I shook my head slightly to clear my thoughts and pushed myself back into the rhythm of practice, trying to bury the sensation of his hand on my hip beneath layers of focus and determination.
But even as I moved, even as I tried to concentrate on hockey instead of Knox Callahan, that connection pulsed at the forefront of my mind—a reminder that nothing would ever be simple again.
Practice ended, and the ice started to empty, the chatter of my teammates fading as they gathered their gear and headed for the locker room.
I lingered, unwilling to leave just yet.
I craved more time on the ice—more time to escape from everything swirling in my head.
The rhythm of my skates gliding against the surface felt comforting, almost meditative.
I didn’t know how long I had been out there, but the rink grew quieter with each passing minute.
The overhead lights illuminated the pale blue surface, casting shadows that danced as I moved.
I pushed myself harder, lost in the flow of it all—drifting away from thoughts of Knox and everything he stirred within me.

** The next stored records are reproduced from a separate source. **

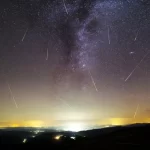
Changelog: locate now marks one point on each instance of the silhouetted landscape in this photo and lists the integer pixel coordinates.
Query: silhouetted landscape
(130, 136)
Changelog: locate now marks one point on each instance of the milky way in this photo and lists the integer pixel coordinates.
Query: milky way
(67, 57)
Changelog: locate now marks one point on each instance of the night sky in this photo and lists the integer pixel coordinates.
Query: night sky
(74, 61)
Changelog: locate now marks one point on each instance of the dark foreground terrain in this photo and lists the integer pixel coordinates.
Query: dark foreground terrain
(120, 137)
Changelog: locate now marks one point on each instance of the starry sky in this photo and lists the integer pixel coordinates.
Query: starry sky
(74, 60)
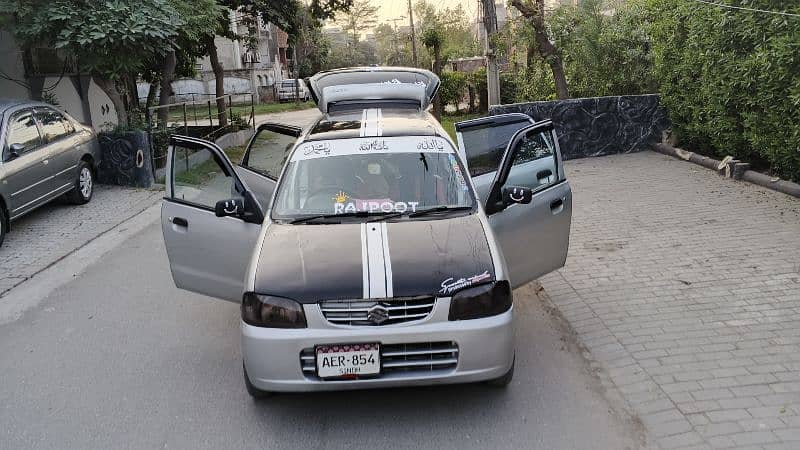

Eventually, I noticed movement at the edge of my vision. Knox stepped out from his office, a silhouette against the bright light behind him. He paused when he saw me still on the ice, a slight tilt to his head as if assessing whether I was done for the day or not.
He began to skate toward me, his movements fluid and deliberate. There was something magnetic about his presence that made it impossible for me to look away. I should’ve left; I should’ve packed up and gone home like everyone else. But instead, I stayed.
The space between us closed as he glided closer. Neither of us spoke; words felt unnecessary at this moment. We shared a silence thick with tension that pulsed like an undercurrent beneath our blades. It was palpable—a shared understanding that something significant was happening between us.
As we skated together, slow and deliberate, the sound of our blades cut through the stillness like whispered secrets.
Each stroke brought us nearer in a way that felt both exhilarating and terrifying.
My heart raced, matching the rhythm of our movements, and I could feel his gaze on me—intense and consuming.